Fed Chair Paints Rosy Economic Picture but Says Risks Remain

Mr. Powell said during his testimony that negative rates “would certainly not be appropriate in the current environment” because the United States economy “is in a strong position.”

While Mr. Trump has pointed at the Fed for any lackluster economic or stock market performance, Mr. Powell suggested a different culprit — the president’s own trade war.

A slowdown in gross domestic product growth in the third quarter partly reflected an autoworker strike but “also reflects weakness in business investment, which is being restrained by sluggish growth abroad and trade developments,” Mr. Powell noted.

While the Fed does not play a role in setting trade policy, “this is one of those things that we called out as something we are aware of — and something that is weighing on business sentiment and ultimately the economy,” he later added.

Despite those risks, the Fed chief expressed optimism about the state of the American economy, which is in the 11th year of a record-long expansion.

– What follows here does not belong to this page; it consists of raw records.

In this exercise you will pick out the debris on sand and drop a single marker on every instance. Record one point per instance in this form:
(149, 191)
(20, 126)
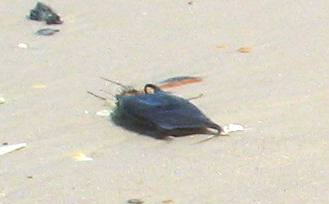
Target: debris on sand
(135, 201)
(42, 12)
(232, 128)
(103, 113)
(79, 156)
(245, 49)
(168, 202)
(178, 81)
(5, 149)
(39, 86)
(22, 45)
(2, 100)
(47, 31)
(160, 114)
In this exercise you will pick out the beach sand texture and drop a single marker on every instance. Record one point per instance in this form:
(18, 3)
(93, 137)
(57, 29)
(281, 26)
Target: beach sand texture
(277, 87)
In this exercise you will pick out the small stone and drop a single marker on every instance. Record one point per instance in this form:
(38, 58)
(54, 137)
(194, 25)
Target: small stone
(2, 100)
(245, 49)
(79, 156)
(47, 31)
(135, 201)
(168, 202)
(39, 86)
(22, 45)
(103, 113)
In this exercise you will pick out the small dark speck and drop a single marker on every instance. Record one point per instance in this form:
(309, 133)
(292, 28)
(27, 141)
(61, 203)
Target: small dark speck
(135, 201)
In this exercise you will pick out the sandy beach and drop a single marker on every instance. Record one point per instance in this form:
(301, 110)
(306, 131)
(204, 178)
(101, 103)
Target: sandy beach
(278, 91)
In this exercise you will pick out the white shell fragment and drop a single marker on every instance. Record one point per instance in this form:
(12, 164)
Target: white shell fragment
(103, 113)
(232, 128)
(22, 45)
(79, 156)
(2, 100)
(10, 148)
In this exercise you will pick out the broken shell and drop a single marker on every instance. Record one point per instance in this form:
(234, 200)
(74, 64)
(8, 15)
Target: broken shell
(179, 81)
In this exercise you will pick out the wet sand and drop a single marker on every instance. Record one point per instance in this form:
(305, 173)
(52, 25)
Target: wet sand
(279, 91)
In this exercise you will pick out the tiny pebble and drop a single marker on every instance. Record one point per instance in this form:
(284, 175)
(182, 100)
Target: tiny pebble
(47, 31)
(39, 86)
(245, 49)
(168, 202)
(79, 156)
(22, 45)
(2, 100)
(233, 128)
(135, 201)
(103, 113)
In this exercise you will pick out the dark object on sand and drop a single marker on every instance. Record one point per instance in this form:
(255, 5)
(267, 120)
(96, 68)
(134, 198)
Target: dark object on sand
(160, 114)
(135, 201)
(42, 12)
(179, 81)
(47, 31)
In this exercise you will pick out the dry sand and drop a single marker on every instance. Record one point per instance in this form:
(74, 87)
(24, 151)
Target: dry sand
(279, 91)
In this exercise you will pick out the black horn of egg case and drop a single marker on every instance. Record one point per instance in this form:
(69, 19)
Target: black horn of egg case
(160, 114)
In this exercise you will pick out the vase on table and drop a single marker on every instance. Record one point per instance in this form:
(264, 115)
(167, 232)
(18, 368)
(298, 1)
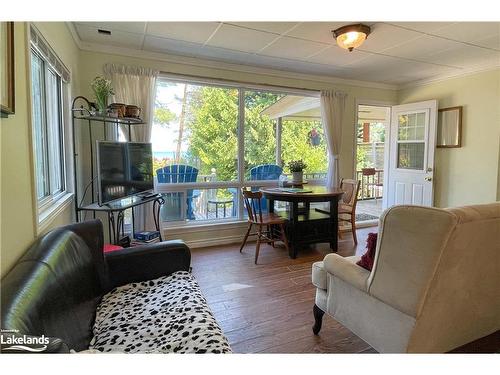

“The pace of job gains has eased this year but remains solid,” he said in his opening remarks. “Looking ahead, my colleagues and I see a sustained expansion of economic activity, a strong labor market and inflation near our symmetric 2 percent objective as most likely.”

Mr. Powell added that while the Fed was reviewing its recession-fighting tools, it would be important for Congress to step up come the next downturn. And he indicated that, though many in the economics profession had become more comfortable with large budget deficits, he did not rank among them.

“Putting the federal budget on a sustainable path would aid the long-term vigor of the U.S. economy and help ensure that policymakers have the space to use fiscal policy to assist in stabilizing the economy if it weakens,” he said.